Obgleich der Vater der Klägerinnen die Darlehensvaluta unstreitig für die Herstellung des von den Klägerinnen vermieteten Mietwohnhauses verwendet hat, sind die von den Klägerinnen für die Darlehen gezahlten Zinsen und zu den Schuldzinsen i.S. des § 9 Abs. 1 Satz 3 Nr. 1 EStG zu rechnenden Gebühren nicht durch die Erzielung von Einkünften aus Vermietung und Verpachtung veranlaßt. V hat den für den Abzug als Werbungskosten erforderlichen wirtschaftlichen Zusammenhang der Schudzinsen mit der Einkunftsart Vermietung und Verpachtung dadurch gelöst, daß er trotz der Übertragung des Grundstücks auf die Töchter der Klägerinnen vereinbarungsgemäß weiterhin alleiniger Schuldner der Dalehensverbindlichkeiten geblieben ist. Da V nicht mehr Eigentümer des Grundstücks war und sich kein Nutzungsrecht daran vorbehalten hatte, fiel der Zweck der Schuldverpflichtung, Einkünfte aus Vermietung und Verpachtung zu erzielen, weg. Die Verbindlichkeiten schieden aus dem Bereich der Einkunftsart Vermietung und Verpachtung aus und wurden Teil des nicht der Einkünfteerzielung dienenden privaten Vermögens des V. Allein mit diesem privaten Vermögensbereich hingen die von V für die Darlehen entrichteten Zinsen zusammen. Sie waren bei ihm trotz der ursprünglichen Verknüpfung mit Einkünften aus Vermietung und Verpachtung nicht als nachträgliche Werbungskosten berücksichtigungsfähig (vgl. BFH-Urteil vom 21. Dezember 1982 VIII R 48/82, BFHE 138, 47, BStBl II 1983, 373). Daß bei der Übertragung die zur Sicherung der Verbindlichkeiten am Grundstück bestellten Grundpfandrechte bestehen blieben, begründete einen bloß rechtlichen Zusammenhang zwischen dem Grundstück und den Schuldzinsen, der einkommensteuerrechtlich unbeachtlich ist (vgl. Urteil in BFHE 145, 211, BStBl II 1986, 161, m.w.N.).

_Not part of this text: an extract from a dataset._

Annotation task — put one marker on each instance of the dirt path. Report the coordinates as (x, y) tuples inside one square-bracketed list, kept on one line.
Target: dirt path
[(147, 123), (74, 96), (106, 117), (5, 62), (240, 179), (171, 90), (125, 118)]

Entgegen der Auffassung des FG und der Klägerinnen kann nicht davon ausgegangen werden, daß - bei wirtschaftlicher Betrachtungsweise - die Klägerinnen die Darlehensverbindlichkeiten bereits bei Bestellung der Nießbrauchsrechte durch die Enkelkinder des V übernommen hätten. Daß aufgrund des Testaments des V aus dem Jahre 1963 bei der Nießbrauchsbestellung im Jahre 1972 der spätere Übergang der Darlehensverbindlichkeiten auf die Klägerinnen vorgesehen war, vermochte wegen des Rückbehalts der Verbindlichkeiten durch V nicht zu verhindern, daß der wirtschaftliche Zusammenhang gelöst wurde. Ebensowenig waren die Klägerinnen ab Nießbrauchsbestellung bürgerlich-rechtlich verpflichtet, die Darlehenszinsen zu tragen. Die Verpflichtung des Nießbrauchers gemäß § 1047 BGB, diejenigen privatrechtlichen Lasten zu tragen, welche schon zur Zeit der Bestellung des Nießbrauchs auf der Sache ruhten, insbesondere die Zinsen der Hypothekenforderungen und Grundschulden, besteht nur gegenüber dem Eigentümer. Die Töchter der Klägerinnen als Eigentümerinnen hatten jedoch keine entsprechenden Lasten zu tragen.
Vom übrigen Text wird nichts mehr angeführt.